TESTRAIL_URL = os.getenv("TESTRAIL_URL")
TESTRAIL_EMAIL = os.getenv("TESTRAIL_EMAIL")
TESTRAIL_API_KEY = os.getenv("TESTRAIL_API_KEY")
TESTRAIL_PROJECT_ID = os.getenv("TESTRAIL_PROJECT_ID")

# ==========================================
# TESTRAIL RESULT ENDPOINT
# ==========================================

result_endpoint = (
    f"{TESTRAIL_URL}/index.php?/api/v2/"
    f"add_result_for_case/{TESTRAIL_RUN_ID}/{case_id}"
)

# ==========================================
# TESTRAIL PAYLOAD
# ==========================================

payload = {
    "status_id": status_id,

    "comment": (
        f"Automated AI Evaluation Result\n\n"
        f"Trace Name: {trace['name']}\n"
        f"Latency: {latency} seconds\n\n"
        f"Notes:\n{notes}"
    ),

    "custom_ai_input": prompt,
    "custom_ai_output": response_output,
    "custom_ai_traces": trace_url,
    "custom_ai_latency": str(latency),
    "quality_rating": filtered_ratings
}

# ==========================================
# SEND RESULT TO TESTRAIL
# ==========================================

result = requests.post(
    result_endpoint,
    json=payload,
    auth=(TESTRAIL_EMAIL, TESTRAIL_API_KEY),
    headers={
        "Content-Type": "application/json"
    }
)

print(f"TestRail Status: {result.status_code}")

if result.status_code == 200:
    print("Result successfully added to TestRail")
else:
    print("ERROR sending result")
    print(result.text)

Example Workflow

How AI Evaluation Results Flow Into TestRail

AI Application

→

Evaluation Tool
Langfuse, Promptfoo, DeepEval, etc.

→

Human Review
or
LLM Judge

→

TestRail
AI Evaluation Results

Why Integrate AI Evaluations with TestRail?

AI evaluation platforms are excellent at generating scores, traces, and benchmark results, but they typically aren’t designed to manage test cases or broader testing workflows.

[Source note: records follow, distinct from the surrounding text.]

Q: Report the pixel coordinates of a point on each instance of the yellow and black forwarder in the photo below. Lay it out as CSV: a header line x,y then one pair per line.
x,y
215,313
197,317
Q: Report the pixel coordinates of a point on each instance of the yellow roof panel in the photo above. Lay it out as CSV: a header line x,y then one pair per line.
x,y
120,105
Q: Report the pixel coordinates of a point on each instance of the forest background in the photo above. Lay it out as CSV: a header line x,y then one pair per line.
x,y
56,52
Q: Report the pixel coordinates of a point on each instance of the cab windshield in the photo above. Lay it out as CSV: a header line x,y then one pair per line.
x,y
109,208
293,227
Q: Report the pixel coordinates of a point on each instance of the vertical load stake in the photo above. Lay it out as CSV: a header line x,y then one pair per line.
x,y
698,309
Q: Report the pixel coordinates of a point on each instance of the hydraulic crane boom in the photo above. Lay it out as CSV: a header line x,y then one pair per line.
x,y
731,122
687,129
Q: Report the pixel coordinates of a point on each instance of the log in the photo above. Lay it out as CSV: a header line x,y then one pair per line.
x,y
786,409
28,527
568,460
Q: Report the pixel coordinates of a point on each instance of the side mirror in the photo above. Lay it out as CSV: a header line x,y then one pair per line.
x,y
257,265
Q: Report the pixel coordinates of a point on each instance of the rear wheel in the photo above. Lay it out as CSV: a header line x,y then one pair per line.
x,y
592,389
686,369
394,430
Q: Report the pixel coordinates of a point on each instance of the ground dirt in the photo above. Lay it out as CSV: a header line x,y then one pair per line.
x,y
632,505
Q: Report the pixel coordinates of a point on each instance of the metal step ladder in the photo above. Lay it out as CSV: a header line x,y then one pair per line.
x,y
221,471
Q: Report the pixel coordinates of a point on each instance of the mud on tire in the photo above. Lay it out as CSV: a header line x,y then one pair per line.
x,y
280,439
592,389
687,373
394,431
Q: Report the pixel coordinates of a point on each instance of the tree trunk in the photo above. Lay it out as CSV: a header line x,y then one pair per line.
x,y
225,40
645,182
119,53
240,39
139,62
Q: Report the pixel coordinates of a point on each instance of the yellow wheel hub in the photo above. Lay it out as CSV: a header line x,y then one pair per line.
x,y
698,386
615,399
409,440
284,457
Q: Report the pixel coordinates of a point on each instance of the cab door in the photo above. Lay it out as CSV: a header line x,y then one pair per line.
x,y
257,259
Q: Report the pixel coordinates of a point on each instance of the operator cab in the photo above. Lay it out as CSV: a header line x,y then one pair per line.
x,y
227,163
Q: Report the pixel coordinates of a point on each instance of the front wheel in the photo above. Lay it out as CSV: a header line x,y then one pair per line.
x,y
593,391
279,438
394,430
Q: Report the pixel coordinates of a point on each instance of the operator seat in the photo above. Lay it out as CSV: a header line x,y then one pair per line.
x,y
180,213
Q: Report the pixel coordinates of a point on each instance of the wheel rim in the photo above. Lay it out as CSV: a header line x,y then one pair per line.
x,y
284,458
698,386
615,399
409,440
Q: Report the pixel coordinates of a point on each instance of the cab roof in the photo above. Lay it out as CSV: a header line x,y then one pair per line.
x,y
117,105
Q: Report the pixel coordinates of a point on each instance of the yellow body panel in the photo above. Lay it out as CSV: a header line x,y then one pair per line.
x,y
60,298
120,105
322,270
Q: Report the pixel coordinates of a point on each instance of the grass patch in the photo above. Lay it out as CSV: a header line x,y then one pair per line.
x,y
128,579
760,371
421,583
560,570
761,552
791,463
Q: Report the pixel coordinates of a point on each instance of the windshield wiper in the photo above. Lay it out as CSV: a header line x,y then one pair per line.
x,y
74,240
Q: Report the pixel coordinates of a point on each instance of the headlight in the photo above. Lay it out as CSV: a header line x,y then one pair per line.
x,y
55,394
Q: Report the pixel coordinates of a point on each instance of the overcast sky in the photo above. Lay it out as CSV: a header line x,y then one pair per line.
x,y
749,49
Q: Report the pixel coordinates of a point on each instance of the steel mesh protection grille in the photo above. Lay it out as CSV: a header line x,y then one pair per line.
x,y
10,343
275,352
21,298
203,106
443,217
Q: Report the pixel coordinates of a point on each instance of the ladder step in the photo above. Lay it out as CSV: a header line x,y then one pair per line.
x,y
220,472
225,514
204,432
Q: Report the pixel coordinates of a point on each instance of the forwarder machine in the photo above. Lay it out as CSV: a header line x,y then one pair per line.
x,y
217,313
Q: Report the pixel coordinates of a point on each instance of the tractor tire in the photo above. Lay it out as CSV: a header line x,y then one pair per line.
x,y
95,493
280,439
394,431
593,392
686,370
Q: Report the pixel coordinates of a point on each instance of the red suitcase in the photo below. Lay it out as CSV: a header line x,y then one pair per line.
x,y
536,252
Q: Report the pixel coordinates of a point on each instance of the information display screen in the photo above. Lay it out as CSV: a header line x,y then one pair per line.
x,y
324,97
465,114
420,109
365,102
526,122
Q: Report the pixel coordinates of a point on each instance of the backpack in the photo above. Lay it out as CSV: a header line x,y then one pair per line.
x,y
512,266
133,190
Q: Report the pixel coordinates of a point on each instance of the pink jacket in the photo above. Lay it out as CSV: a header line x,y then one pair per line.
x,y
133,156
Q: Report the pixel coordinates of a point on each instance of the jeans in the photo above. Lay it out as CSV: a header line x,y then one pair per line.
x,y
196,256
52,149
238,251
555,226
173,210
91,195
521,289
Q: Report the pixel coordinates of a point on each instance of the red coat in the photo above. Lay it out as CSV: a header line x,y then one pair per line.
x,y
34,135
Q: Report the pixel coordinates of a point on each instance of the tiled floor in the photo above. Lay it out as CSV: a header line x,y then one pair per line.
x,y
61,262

By bringing evaluation results into TestRail, teams can connect AI quality signals with the structured testing processes they already use to manage software quality.

Benefits include:

Associate evaluation results with test cases to create a repeatable and organized AI testing process.
Track coverage across prompts, scenarios, and use cases rather than evaluating outputs in isolation.
Combine manual testing, automation, and AI evaluations within the same test suites and test plans.
Compare models, prompts, agents, and evaluation strategies using a consistent testing framework.
Maintain a historical record of evaluation outcomes linked to specific tests, releases, and milestones.
Support both human reviews and LLM-as-a-Judge workflows without creating separate reporting processes.
Use existing TestRail dashboards and reports to monitor quality trends and identify regressions over time.

Flexible by Design

Because integrations are built using TestRail APIs, teams can connect virtually any AI observability or evaluation platform.

Whether results come from Langfuse traces, Promptfoo benchmarks, DeepEval metrics, OpenAI Evals, human reviewers, or proprietary evaluation systems, the integration pattern remains the same:

Execute a test scenario.
Generate evaluation results.
Push the results into TestRail.
Track outcomes alongside your existing test cases, test suites, and release activities.

The result is a more structured approach to AI quality where evaluation results are no longer disconnected from the test cases they relate to, making it easier to measure coverage, track quality over time, and manage AI testing as part of the broader software delivery process.